С болью в сердце слушал я эти рассуждения Реденса, убивающие последнюю теплящуюся у меня надежду на то, что Сталин до конца не знает того, что делается в органах НКВД. И, несмотря на то, что я знал об осведомленности Реденса во всех этих делах, вопреки здравому смыслу я все же и верил и не верил ему.
— Меня не столько удивляют аресты, — сказал я, — сколько признания бывших преданнейших старых большевиков в самых страшных преступлениях против партии. Ведь многие из этих старых революционеров в царской России не жалели своей жизни и шли на верную смерть во имя нашей правды, не сказав ни слова. Почему же они теперь не выносят избиений и признаются в не совершенных ими преступлениях? Или, может быть, я не прав и они действительно совершали эти преступления?
— Чудак ты! — ответил Реденс. — В том-то и секрет, что до революции все мы боролись против царского самодержавия, а сейчас начать борьбу с Ежовым и выше стоящими людьми — это значит нанести удар в спину партии.
И все-таки я тогда еще никак не мог осмыслить всего этого. Не мог понять, какая сила заставляет старых, закаленных в царских тюрьмах и в подполье большевиков признаваться на открытых процессах (или на следствии) в несовершенных преступлениях.
(Много позднее я узнал на своем горьком опыте и из рассказов ряда товарищей по заключению, что не последнюю роль в тогдашнем «следствии» играло лживое заверение следователей в том, что, подписывая клевету на себя и своих сослуживцев и товарищей, арестованный, мол, «помогает» партии. И хотя-де сам он не виноват, но поскольку попал в организацию, где орудовали «враги народа» и террористы, то в интересах партии и лично товарища Сталина должен подписать ложные показания, чтобы помочь стране избавиться от «врагов, мешающих строительству социализма и коммунизма», и, главное, избавить себя от пыток, поскольку, мол, все уже предрешено и остальные сослуживцы, находящиеся под следствием, свои показания о вражеской деятельности уже подписали.
Впоследствии мне приходилось встречать нескольких коммунистов, которые, поддавшись на эту «удочку», подписывали заведомо клеветнические показания на себя. Конечно, не исключено, что немаловажную, если не основную роль тут играло желание избежать избиения и пыток, но тем не менее лично я уверен, что в отдельных случаях, когда следствие вели опытные работники, обладающие даром убеждения, этот метод мог иметь большое влияние. Но я никогда и нигде не читал ничего подобного в приказах и распоряжениях. Видимо, это было изобретение, передававшееся от одного следователя к другому устно, в порядке «повышения квалификации».)

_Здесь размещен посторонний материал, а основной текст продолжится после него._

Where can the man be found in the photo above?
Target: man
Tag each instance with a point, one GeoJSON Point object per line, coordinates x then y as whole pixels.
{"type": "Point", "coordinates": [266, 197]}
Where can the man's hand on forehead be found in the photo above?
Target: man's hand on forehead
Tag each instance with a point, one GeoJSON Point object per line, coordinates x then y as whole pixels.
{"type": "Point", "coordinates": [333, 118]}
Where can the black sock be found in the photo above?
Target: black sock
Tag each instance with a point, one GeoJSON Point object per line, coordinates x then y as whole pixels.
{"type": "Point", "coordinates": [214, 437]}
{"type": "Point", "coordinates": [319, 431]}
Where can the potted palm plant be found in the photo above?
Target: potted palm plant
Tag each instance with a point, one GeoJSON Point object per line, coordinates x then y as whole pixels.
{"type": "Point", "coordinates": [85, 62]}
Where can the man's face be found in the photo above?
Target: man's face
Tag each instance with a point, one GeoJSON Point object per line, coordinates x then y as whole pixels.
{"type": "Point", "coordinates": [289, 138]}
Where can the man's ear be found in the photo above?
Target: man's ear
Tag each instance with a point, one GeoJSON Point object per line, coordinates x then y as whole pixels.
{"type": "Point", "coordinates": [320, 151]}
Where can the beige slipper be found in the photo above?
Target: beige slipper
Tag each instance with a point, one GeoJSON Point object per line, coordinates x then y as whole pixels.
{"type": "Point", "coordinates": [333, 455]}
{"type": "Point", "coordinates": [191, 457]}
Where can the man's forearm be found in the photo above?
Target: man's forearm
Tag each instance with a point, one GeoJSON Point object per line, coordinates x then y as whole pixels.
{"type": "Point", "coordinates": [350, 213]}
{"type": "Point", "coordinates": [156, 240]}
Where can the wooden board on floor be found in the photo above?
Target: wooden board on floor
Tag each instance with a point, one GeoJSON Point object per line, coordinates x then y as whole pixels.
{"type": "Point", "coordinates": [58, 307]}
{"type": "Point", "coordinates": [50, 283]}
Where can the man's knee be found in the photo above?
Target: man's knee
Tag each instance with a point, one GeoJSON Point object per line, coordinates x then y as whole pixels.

В результате этого откровенного разговора с Реденсом тяжелый осадок остался на душе. Мое и без того подавленное состояние ухудшилось. После ареста Чангули и особенно Олега, а еще раньше — доктора Дунаева и моего земляка Клебанского мы с женой понимали, что теперь возможность моего ареста становилась все более вероятной.
Прошло недели две, и Реденс как-то вечером пригласил меня в кинотеатр на просмотр новой тогда картины «Волга-Волга». В середине сеанса в ложу вошел посыльный из ЦК и сообщил, что меня немедленно вызывают в ЦК партии Казахской ССР. Из-за переживаний последних дней всякий вызов вселял в меня тревогу. Я вопросительно посмотрел на Реденса, но он, видимо, зная, в чем дело, улыбнувшись, сказал:
— Иди, иди, не пожалеешь.
В ЦК меня приняли Скворцов и второй секретарь ЦК (к сожалению, фамилии не помню). Скворцов поздравил меня и сообщил, что ЦК рекомендует мою кандидатуру в депутаты Верховного Совета Казахской ССР от Петропавловского центрального избирательного округа.
— Уже получены телеграммы от ряда петропавловских организаций, которые по нашей рекомендации выдвигают вашу кандидатуру в депутаты в Верховный Совет. Они просят, чтобы вы подтвердили согласие, — передавая мне пачку телеграмм, сказал Скворцов.
Я стоял, оглушенный и ошеломленный свалившейся на меня неожиданной радостью. Я был уверен, что сам факт выдвижения моей кандидатуры в Верховный Совет и, следовательно, такого огромного доверия полностью снимает все мои опасения и тревоги насчет возможного ареста.